The reason all the colonies on Grigory IV decline into barbarism and ultimately disappear is the indigenous human population: the cheerful, friendly, homicidal Tachba.

Thousands of years before these books, some advanced, currently unknown race called the Antecessors had gene-twisted a population of humans to make them into a disposable, fast-breeding army for some long-past interstellar war. When the war was over, these Tachba were marooned on Grigory IV and left to fester. Century over century, the Tachba turned ever more impulsive, violent, and prone to madness:

The genetic modifications passed from generation to generation without guidance, so some effects magnified over time while others shrank. There was no predicting the changes, and no way to control them. The Tachba called it the Pollution, and it emerged in unanticipated, conflicted ways.

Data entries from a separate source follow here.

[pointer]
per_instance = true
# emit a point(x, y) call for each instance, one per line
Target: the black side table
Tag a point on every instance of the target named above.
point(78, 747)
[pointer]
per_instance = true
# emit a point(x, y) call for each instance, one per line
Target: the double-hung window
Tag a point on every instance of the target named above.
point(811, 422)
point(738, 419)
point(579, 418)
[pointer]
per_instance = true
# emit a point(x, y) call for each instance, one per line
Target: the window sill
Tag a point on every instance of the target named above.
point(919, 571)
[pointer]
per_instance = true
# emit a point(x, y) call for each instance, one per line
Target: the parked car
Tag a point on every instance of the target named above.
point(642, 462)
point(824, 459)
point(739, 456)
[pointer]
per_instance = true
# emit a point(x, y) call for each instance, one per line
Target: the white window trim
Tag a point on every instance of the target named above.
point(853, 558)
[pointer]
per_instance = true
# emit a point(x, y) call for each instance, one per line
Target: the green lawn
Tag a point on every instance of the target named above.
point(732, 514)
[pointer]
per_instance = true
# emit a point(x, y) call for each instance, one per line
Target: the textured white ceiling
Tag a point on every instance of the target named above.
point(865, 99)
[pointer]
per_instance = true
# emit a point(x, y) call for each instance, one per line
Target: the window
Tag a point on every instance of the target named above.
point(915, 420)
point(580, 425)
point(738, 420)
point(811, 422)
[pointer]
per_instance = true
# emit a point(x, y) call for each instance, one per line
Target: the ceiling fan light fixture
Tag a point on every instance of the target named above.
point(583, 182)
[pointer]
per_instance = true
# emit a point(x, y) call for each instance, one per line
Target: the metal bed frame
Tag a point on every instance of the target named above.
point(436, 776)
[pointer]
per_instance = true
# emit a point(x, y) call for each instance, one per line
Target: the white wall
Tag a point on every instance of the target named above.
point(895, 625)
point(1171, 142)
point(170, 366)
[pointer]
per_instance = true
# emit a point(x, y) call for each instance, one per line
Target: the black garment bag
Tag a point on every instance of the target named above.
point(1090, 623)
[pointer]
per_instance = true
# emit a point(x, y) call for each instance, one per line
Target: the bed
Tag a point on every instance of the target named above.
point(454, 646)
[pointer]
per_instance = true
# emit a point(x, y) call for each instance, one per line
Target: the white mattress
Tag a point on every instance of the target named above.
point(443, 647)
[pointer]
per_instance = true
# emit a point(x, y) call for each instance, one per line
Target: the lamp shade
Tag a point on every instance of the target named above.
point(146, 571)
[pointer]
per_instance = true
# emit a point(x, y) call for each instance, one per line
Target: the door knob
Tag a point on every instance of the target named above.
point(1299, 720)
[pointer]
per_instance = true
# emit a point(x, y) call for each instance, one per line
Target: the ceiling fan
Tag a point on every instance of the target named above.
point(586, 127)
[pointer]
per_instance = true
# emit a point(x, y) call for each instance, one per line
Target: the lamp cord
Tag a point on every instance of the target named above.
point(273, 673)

It was more than just the appalling birth rate, the unearthly reflexes, the fast recovery from wounds, and the tolerance for suffering. The Pollution affected the very minds of the Tachba; it changed their interior thoughts. In addition to the emotional dampeners and the in-born ability with weapons, there were the ancient servitor controls, buried deep in the mind with shoddy rigging. The instinct to give service, the willingness to follow any authoritative voice, the ease with which rumor became truth.


— The Eternal Front

The Lines of Thunder Universe books are about basic human desire. The Tachba struggle against their Pollution and yearn to have complete self-control and accountability. The Haphans struggle for their very survival to keep the Tachba in servitude, which costs them all their self-respect, but they still hope to be the ‘good guys’.